Regardless; great articles. I’ve been having a good time reading them. 🙂

Thanks for your compliments; I’m having a good time writing these posts.

As to your specific questions, I was avoiding too much technical discussion of the model building, but hey, if you’re interested; there are two steps to building this model. The first is choosing the terms. This I did by hand, exploring different hypothesis and rejecting those that showed no signs of statistical significance. The second step (done for each iteration of the first step) is, given those terms, assigning the model coefficients in order to maximize the likelihood of the data, given the model, and calculating a confidence level that the model is a true representation of the data, and not simply random noise. I relied on a generalized linear model to do this, specifically a quasibinomial logistic regression. I used the statistical software package R to do these calculations.

The danger of using an automated system to search through the model space is that given enough models, it eventually find one that appears significant. However, it will be very hard to tell if it is significant because it represents a fundamental truth about the data, or if it is significant because eventually, everything will line up by pure chance. I’ve done a little Python programming, but not nearly enough to tell if that is what you are talking about with the supervised training algorithm.

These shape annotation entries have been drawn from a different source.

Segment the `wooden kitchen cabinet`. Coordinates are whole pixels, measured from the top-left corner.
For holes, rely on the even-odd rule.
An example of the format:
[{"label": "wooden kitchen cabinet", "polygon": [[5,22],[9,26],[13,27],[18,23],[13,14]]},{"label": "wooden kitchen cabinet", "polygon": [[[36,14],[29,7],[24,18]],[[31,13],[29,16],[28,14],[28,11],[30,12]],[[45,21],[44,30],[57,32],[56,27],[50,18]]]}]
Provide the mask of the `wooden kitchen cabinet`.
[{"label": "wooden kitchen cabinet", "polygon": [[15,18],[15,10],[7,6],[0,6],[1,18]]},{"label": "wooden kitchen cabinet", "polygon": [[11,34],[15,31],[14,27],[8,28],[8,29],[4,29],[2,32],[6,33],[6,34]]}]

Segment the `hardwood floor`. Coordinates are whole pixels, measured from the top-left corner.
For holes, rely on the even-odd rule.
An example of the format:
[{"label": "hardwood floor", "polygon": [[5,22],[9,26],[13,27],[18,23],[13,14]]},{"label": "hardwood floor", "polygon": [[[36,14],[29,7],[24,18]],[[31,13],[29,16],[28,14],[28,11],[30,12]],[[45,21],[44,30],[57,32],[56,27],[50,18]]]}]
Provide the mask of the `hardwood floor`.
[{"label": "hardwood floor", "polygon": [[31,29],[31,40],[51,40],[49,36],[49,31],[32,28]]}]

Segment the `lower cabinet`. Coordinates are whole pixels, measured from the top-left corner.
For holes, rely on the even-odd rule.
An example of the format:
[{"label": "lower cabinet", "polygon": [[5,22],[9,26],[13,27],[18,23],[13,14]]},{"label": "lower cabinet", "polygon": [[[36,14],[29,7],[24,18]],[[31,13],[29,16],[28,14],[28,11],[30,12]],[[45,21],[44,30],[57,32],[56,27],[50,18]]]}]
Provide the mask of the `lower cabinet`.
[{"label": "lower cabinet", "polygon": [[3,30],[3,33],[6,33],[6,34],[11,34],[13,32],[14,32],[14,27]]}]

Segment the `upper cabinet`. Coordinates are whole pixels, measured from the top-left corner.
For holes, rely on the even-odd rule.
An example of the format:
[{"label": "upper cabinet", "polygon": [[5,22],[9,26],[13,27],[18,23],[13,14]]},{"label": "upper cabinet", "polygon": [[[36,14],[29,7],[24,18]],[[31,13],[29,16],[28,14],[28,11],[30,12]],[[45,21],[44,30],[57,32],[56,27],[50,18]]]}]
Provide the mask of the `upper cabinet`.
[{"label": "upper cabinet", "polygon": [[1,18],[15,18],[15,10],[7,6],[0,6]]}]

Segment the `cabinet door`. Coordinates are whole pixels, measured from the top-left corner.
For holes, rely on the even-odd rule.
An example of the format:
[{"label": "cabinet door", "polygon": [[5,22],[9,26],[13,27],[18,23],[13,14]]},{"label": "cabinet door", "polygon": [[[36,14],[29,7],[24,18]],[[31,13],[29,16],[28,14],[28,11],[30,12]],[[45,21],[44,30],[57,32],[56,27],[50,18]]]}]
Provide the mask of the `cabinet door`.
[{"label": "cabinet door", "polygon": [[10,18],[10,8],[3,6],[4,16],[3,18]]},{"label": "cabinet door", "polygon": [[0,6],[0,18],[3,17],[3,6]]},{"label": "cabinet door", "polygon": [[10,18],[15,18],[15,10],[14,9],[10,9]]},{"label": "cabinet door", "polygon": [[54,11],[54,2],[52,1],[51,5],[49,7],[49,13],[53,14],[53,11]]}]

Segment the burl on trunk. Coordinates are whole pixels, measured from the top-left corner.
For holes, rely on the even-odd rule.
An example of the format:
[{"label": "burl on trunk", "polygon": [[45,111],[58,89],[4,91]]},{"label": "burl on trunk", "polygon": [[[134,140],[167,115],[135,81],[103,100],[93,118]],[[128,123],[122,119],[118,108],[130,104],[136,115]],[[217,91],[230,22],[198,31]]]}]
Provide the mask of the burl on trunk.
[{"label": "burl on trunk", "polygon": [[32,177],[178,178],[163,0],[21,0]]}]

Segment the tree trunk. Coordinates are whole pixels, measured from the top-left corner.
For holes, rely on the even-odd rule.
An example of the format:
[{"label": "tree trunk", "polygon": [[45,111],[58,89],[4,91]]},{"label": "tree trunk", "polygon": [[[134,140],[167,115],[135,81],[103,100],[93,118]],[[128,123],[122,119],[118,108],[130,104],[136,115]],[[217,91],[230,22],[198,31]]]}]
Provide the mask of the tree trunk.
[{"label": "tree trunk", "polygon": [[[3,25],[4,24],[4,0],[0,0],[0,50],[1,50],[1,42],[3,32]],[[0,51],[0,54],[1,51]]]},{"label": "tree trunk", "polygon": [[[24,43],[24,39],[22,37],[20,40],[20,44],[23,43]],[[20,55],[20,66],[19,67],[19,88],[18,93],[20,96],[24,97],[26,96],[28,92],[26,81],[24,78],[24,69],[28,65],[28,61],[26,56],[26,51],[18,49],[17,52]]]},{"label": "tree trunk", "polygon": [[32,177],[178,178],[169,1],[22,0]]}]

Lastly, 35 cases is very small for some forms of data sets (particularly where the model fits are expected to be polynomial), but from a statistical perspective, its actually more than enough samples for a model like the one I was using. The general rule is that each term of the model uses up one degree of freedom in the residual, and once the residual degrees of freedom get below 15 or so, the error distribution becomes non-normal. This is the difference between the t-distribution and the normal distribution. The residual of my model still had 28 degrees of freedom. I actually expect that as I found more cases and entered them into the data set, the model would get muddier and muddier, and it would be harder to form significant terms. But that’s just a guess.